Montana’s legislators don’t clock in for the upcoming session until January 5, 2009, but there’s no shortage of ongoing political activity to augur the issues and tone of the sixty-first Montana Legislature.

The subject of money invariably occupies center court, so the upheaval of the global economy now underway makes the question of how Montana’s state government taxes and spends even more compelling than usual. The meeting of the legislative Revenue and Transportation Interim Committee on November 17-18 in many ways mirrored the current economic chaos.

The main event for the Revenue and Transportation Interim Committee (RTIC), comprised of six House members and six Senate members and split evenly between Republicans and Democrats, was to adopt, if possible, a comprehensive revenue estimate for the 2010-2011 biennium and forward it to the 2009 Legislature. Montana law mandates that the Legislature estimate revenue, and the adopted figure serves as a foundational reference during the session for decisions about taxing and spending.

RTIC received a detailed revenue estimate from its staff, the Legislative Fiscal Division, and it heard another one from Governor Brian Schweitzer’s budget office.
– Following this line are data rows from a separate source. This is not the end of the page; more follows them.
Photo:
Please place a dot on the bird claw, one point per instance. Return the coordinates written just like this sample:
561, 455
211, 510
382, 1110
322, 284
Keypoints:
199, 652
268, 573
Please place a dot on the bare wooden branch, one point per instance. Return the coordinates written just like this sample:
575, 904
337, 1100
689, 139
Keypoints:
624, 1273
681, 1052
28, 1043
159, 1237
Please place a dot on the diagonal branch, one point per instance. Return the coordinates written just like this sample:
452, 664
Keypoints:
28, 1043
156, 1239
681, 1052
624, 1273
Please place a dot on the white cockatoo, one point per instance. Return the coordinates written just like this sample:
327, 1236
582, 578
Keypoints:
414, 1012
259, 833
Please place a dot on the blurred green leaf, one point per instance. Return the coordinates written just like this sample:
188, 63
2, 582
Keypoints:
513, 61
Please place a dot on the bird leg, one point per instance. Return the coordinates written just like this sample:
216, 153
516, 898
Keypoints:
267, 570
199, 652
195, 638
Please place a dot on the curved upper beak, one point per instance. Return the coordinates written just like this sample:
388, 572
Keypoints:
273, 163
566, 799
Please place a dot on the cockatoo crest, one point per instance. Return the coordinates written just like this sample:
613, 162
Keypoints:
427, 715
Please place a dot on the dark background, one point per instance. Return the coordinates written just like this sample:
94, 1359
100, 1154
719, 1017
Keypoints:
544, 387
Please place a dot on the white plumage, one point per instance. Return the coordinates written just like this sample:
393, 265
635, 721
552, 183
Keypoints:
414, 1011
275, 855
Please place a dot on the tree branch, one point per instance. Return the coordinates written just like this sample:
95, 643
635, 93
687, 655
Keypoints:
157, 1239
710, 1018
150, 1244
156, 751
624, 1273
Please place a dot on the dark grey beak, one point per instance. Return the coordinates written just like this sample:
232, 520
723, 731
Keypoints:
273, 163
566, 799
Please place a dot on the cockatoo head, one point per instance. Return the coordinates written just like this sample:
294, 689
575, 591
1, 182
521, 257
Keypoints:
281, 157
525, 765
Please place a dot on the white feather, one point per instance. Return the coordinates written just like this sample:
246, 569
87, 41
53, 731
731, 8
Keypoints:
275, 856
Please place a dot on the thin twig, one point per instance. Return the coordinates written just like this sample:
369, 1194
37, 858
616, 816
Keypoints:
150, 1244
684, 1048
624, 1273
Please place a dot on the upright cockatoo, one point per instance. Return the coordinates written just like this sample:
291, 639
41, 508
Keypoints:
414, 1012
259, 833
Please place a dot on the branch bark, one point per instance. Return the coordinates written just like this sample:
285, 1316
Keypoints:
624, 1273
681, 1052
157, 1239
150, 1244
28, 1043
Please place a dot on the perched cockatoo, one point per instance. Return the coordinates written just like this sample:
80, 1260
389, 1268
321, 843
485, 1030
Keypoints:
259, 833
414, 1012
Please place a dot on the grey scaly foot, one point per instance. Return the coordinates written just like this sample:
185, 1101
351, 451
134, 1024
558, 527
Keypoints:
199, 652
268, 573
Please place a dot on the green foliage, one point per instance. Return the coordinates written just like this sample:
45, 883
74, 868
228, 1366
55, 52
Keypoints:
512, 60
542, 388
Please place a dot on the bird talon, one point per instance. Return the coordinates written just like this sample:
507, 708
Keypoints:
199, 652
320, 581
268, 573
Montana’s governor is obliged by statute to produce a state budget proposal before the start of a new legislative session, and Schweitzer had announced his budget on November 15.
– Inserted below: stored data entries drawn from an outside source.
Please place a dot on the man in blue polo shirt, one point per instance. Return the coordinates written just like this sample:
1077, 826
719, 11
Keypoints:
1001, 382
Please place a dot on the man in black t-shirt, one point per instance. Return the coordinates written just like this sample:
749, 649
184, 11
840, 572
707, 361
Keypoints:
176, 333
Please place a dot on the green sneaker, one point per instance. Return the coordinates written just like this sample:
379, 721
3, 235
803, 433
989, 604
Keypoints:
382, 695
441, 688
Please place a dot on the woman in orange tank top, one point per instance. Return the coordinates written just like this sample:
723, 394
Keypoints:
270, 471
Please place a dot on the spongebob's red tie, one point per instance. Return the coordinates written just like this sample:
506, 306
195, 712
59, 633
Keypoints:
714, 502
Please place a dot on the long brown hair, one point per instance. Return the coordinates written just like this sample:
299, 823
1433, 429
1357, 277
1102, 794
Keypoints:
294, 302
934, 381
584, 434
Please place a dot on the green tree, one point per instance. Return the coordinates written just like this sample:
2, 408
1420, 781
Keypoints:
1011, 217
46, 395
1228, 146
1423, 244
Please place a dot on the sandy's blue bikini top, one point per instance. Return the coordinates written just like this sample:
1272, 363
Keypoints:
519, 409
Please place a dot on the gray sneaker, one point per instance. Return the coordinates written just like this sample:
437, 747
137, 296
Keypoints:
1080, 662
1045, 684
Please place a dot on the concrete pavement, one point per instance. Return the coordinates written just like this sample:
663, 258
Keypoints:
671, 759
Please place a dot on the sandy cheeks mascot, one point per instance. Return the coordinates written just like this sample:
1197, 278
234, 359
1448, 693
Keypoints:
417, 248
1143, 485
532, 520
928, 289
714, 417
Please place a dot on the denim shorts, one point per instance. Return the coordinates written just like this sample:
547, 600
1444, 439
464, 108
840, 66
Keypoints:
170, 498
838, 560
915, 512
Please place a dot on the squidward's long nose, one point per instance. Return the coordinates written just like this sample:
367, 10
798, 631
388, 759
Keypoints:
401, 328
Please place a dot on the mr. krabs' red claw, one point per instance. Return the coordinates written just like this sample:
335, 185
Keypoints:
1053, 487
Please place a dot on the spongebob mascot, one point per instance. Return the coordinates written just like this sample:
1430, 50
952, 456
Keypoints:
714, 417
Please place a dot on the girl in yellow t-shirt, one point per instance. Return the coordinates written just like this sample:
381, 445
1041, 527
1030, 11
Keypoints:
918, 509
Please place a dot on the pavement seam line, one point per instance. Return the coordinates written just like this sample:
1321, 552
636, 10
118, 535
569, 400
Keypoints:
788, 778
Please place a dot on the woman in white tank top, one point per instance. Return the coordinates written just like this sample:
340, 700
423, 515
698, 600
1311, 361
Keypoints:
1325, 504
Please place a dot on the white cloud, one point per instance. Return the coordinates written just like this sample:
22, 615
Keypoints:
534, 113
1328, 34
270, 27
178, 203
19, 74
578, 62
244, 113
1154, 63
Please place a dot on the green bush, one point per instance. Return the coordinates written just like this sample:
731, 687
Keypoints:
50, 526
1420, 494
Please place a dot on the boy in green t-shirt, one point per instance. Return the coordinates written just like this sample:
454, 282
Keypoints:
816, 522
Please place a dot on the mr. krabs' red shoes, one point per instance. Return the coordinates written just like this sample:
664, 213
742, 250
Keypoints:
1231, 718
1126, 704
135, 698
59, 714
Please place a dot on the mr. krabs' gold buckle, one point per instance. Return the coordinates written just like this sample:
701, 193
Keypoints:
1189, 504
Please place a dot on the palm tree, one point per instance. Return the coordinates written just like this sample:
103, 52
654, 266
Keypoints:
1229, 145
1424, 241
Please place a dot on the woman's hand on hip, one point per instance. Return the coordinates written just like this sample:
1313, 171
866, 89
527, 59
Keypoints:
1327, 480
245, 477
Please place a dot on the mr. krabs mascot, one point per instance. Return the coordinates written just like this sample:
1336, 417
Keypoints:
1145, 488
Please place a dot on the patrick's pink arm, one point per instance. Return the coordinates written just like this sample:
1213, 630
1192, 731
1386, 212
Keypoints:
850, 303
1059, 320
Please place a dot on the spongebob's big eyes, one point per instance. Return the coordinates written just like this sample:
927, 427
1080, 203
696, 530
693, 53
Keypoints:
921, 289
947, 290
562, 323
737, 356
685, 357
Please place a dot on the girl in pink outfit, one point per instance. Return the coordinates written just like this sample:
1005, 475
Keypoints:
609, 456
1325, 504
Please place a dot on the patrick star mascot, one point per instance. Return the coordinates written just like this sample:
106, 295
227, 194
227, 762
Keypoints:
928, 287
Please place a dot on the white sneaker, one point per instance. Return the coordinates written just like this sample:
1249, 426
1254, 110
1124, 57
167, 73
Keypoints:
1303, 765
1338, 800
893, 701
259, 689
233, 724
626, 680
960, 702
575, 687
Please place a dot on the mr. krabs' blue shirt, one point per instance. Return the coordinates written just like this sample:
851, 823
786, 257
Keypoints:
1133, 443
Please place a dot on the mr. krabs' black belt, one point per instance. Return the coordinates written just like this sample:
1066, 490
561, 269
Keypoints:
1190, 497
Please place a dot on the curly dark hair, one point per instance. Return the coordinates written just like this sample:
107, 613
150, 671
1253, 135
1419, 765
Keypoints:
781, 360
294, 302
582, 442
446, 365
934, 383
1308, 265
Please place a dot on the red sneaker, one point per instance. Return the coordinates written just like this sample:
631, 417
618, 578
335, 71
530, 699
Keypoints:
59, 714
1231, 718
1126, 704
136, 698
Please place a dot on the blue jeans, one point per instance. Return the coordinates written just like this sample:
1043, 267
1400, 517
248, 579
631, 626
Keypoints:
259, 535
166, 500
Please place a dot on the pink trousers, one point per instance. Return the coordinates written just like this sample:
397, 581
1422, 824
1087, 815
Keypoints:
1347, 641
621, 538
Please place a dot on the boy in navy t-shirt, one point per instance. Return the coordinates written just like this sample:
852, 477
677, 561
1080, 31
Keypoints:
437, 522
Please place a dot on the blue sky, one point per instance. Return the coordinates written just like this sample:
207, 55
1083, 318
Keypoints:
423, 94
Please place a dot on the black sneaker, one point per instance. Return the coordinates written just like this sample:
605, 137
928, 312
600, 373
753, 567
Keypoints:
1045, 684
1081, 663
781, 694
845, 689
The revenue estimates of the legislative staff and the governor’s office differed by a mere $1 million (out of a three-year, 2009-2011 total revenue estimate of $5.7 billion), but significant differences existed in the offices’ respective estimates for the major elements of revenue , especially personal income tax and corporate income tax. (Another major contributor to state revenues, property taxation, received less attention because all players – the governor and both political parties – appear to agree that property tax revenue should remain at current levels, even as an unfolding reappraisal process by the Department of Revenue reveals that property values throughout much of Montana have increased substantially during the past six years.)

Here’s where partisan interests kicked in. Republicans on the committee wanted the revenue estimate to be as low as possible; Democrats wanted to accept the numbers of the legislative staff and resisted attempts by Republicans to pick the lower of category-specific estimates provided by the legislative staff and governor’s office.
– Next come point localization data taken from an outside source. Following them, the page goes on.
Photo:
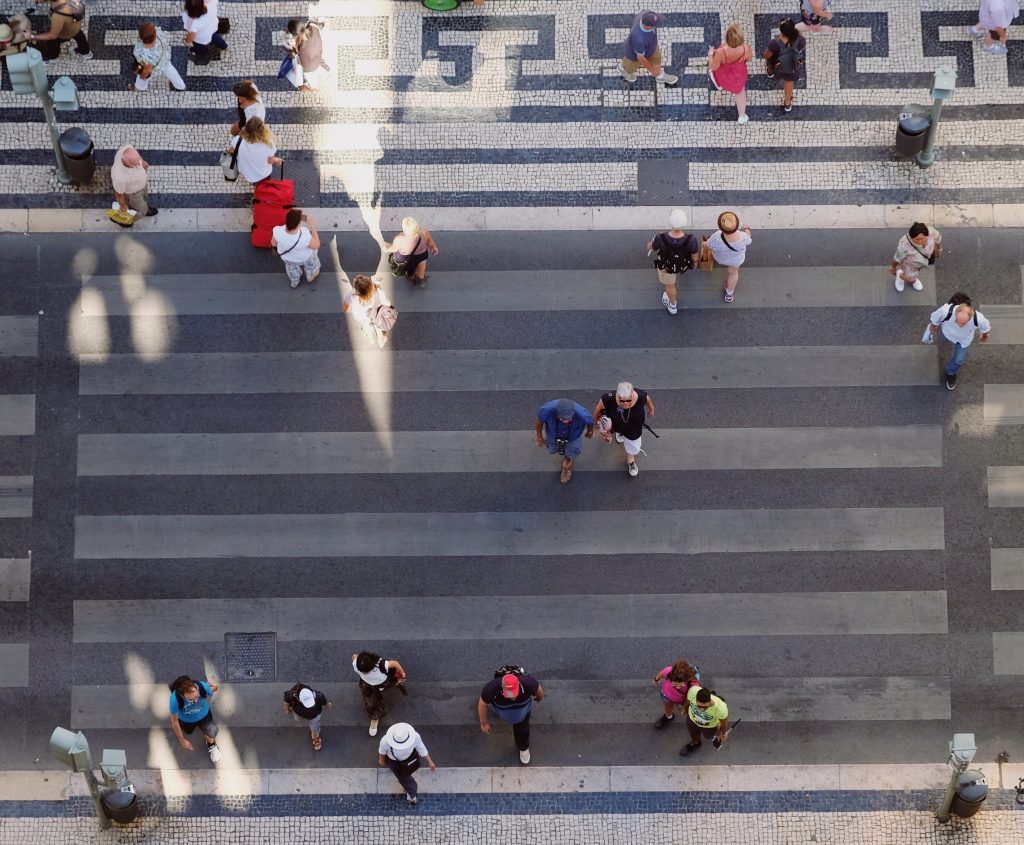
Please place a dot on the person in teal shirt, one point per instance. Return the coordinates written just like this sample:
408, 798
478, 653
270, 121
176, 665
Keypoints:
189, 707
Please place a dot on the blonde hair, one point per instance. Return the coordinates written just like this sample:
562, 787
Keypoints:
411, 227
734, 36
255, 131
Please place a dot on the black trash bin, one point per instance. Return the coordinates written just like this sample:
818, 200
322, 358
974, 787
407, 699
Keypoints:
911, 132
120, 805
80, 159
971, 794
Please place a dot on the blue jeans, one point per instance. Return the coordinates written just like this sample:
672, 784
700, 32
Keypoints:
958, 356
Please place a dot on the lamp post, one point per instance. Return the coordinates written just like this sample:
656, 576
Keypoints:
962, 751
73, 750
28, 76
942, 89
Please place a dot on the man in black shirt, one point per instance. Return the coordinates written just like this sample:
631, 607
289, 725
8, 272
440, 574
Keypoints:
626, 409
510, 696
307, 704
677, 253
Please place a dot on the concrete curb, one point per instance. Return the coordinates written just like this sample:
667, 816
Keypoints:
600, 218
58, 785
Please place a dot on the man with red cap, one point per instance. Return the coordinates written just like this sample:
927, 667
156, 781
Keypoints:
640, 49
510, 696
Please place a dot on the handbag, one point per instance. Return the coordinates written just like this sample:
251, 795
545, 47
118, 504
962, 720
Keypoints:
229, 163
707, 261
409, 766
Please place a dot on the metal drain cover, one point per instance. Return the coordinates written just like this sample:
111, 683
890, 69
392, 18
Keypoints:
251, 657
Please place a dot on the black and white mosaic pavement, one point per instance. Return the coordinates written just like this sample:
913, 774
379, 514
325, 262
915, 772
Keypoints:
520, 103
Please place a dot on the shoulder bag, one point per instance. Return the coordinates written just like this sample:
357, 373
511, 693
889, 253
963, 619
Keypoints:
403, 768
229, 162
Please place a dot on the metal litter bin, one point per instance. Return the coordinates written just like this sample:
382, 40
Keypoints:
79, 155
911, 131
971, 794
120, 805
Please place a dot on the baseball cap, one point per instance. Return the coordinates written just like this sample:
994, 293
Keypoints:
510, 686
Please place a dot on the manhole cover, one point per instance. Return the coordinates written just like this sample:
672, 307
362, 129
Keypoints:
251, 657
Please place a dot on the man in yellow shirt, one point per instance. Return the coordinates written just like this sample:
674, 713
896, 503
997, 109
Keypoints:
708, 716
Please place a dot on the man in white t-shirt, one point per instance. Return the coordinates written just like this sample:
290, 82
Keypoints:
958, 322
297, 246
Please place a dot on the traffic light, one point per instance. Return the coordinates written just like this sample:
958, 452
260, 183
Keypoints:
28, 74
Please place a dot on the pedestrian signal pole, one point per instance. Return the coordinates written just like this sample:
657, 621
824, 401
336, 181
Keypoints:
28, 76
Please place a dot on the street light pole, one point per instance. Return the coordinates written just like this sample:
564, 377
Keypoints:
942, 88
962, 751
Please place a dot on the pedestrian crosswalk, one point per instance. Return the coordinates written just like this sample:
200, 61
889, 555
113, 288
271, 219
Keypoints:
238, 484
18, 338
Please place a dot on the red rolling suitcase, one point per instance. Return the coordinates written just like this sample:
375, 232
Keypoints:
271, 199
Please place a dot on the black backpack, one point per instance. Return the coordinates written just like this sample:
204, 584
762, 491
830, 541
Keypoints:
75, 9
674, 258
788, 58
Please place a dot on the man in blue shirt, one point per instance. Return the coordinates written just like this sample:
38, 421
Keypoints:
190, 709
560, 425
640, 49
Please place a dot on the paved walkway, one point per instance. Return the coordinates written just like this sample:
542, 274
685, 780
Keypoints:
890, 805
520, 103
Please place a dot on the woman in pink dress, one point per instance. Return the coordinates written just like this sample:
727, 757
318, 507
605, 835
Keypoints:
727, 68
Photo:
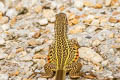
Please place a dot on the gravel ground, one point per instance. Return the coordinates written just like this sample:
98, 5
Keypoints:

Why the different reactions? Republicans said that estimates for state revenue from corporate and personal income taxation were too optimistic and didn’t reflect the depth or probable duration of the economic downturn now underway. They attempted – through motions that failed on tie, party-line votes – to adopt the lower of the two estimates before them.

Rep. Bob Lake (R-Hamilton) said he wanted from the adopted revenue estimate a “worst-case scenario” and “a pessimistic view of revenue.” RTIC Chair Sen. Jim Peterson (R-Buffalo) supported Lake’s outlook, as did Sen. Robert Story (R-Park City), who offered the motions to adopt lower estimates. Democrats, led by Senators Christine Kaufmann (D-Helena) and Jim Elliot (D-Trout Creek), said that the committee’s staff of professionals had invested significant time and effort into their estimates, that mixing estimates from multiple sources (and thus the methodologies that produced them) would make future adjustments difficult, and that any revenue estimate adopted by the committee could be revised during the course of the legislative session.

While the argument presented for either argument had some degree of appeal, it’s clear that other, more fundamental motivations went unmentioned. Republicans want the lowest possible revenue estimate as a lever against increased government spending that could be proposed by a Democrat-leaning House and perhaps accepted by a Democratic governor. The party split in the House is 50-50, but the Speaker is a Democrat, as will likely be the chairs of the most influential House committees on matters of money.

Democrats are looking at a deadlock scenario in the House, a Republican majority in the Senate, and a governor who is projecting austerity and has pledged to reject any new taxes. They have few levers for advancing proposals for new projects or the funds to support them, and they don’t want a pruned revenue estimate as a cornerstone reference in legislative dialog about finance.

In the end, the Republican motions to cherry-pick category-specific revenue estimates failed on tie votes, and the committee eventually adopted the package offered by the legislative staff. The estimate now advances to the 2009 legislative session, where it can be adjusted – according to theory - to reflect the most up-to-date information on unfolding economic events.